What inspired or motivated you to write this poem?

In August of 2012, my adult daughter and I determined to live in France for three months while she improved her French in order to improve her prospects of becoming a French immersion teacher in Canada. Though I had travelled in Europe a number of times with my husband (who was unable to accompany us this time), I had always gone as a tourist. My daughter and I settled on Aix-en-Provence for our stay because it was a medium-sized city, reputedly rich in arts and culture. She signed up for French lessons at her level and I at mine. She made friends, ran a marathon; I walked daily, lingering in book stores and art galleries. Until I arrived, I hadn’t known Aix had been the life-long home of the post-Impressionist painter Paul Cézanne. Almost immediately Cézanne become my muse, just as the painter-poet William Blake had done when I was in my twenties. I followed C. everywhere, or he followed me: the Granet Museum, the école where he first met his friend Émile Zola; his family estate the Jas de Bouffan; the Bibémus quarries where he discovered cubism before Picasso; the roads he walked daily with his paints and canvases; his graveside. I devoured a major biography by Alex Danchev, Cézanne’s letters, and Rilke’s letters on viewing a Cézanne exhibition in Paris in 1907 shortly after the artist’s death. I climbed Mount Sainte-Victoire, Cézanne ’s holy mountain just outside the city, which he painted over 86 times. We entered a “heart-soul-mind-clench.” Slowly, a sequence of ekphrastic poems (poems in which poetry dialogues with visual art) emerged.
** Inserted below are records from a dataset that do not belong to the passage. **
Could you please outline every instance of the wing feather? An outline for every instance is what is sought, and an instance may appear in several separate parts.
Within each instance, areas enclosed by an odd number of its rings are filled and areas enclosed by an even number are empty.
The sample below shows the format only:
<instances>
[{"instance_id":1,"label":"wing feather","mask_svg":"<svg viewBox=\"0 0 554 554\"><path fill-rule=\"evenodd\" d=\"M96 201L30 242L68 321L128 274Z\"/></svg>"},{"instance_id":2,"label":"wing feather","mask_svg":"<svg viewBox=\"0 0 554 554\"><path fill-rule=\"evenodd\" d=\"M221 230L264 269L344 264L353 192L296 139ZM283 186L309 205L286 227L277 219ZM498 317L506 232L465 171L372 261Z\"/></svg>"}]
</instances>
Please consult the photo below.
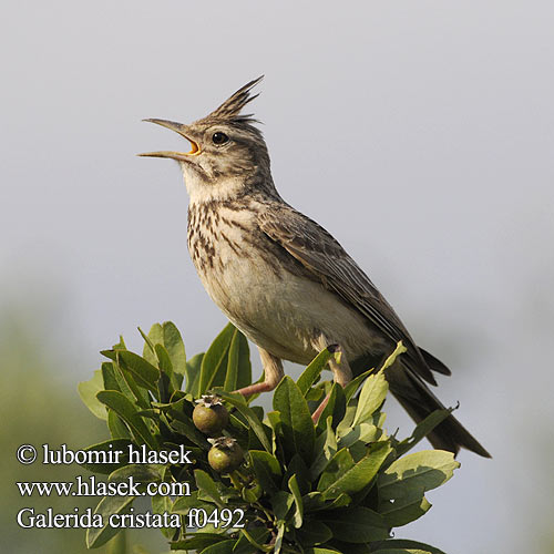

Our heady days ended just before Christmas, but I brought Cézanne home with me to Fort Langley where we viewed Golden Ears peaks and Mount Baker from the dikes in the Fraser Valley. It seemed as if we were experiencing the beauty of the BC landscape through each other’s eyes. “Heidegger Comes to the Mountain” was written several months after my return to Canada where I continued my contemplation, research, and crafting.

What did you find particularly challenging in writing this poem?

Dealing with Martin Heidegger himself was the biggest challenge. After all, it is well known that Heidegger had been a member of the Nazi party during WWII, something his former student Hannah Arendt, who was herself Jewish, struggled with enormously. I love philosophy and had delved into Heidegger’s Being and Time before coming to Aix, but found it weighty and somewhat abstract. Yet I was attracted to the philosopher’s notion of “Dasein”—being-in-the-world (being there, or here; presence; being present). How can one convey in concepts an experience of Is-ness beyond all metaphysical notions, a presence that moves through thinking, feeling, language and the body? Dasein. Then I discovered that Martin Heidegger also adored Cézanne. Not only was he mesmerized before his predecessor’s paintings, but he respected the artist so much that he made pilgrimages to Aix beginning in 1956 that continued for ten years. He even wrote a poem about his hero. He wasn’t the only modernist who worshipped at Cézanne’s feet. The provincial artist whose work had been reviled by the academy and who had to exhibit his work at the Salon des Refusés (the salon of the rejects), soon became the progenitor of a new way of “seeing seeing,” of being-in-the-world. His participation in nature through painting was a quantum act of “being here” from many perspectives at once. Picasso borrowed his techniques and took them further; D. H. Lawrence worshipped him; Gertrude Stein came to live in his hometown. So my poem “Heidegger Comes to the Mountain” is a late-arriving petit homage. The challenge of this poem was to reference Heidegger and Cézanne without becoming too obscure or explanatory. My longing remains to access these liminal places where poetry, painting, philosophy, and music interpenetrate, collude, and dance.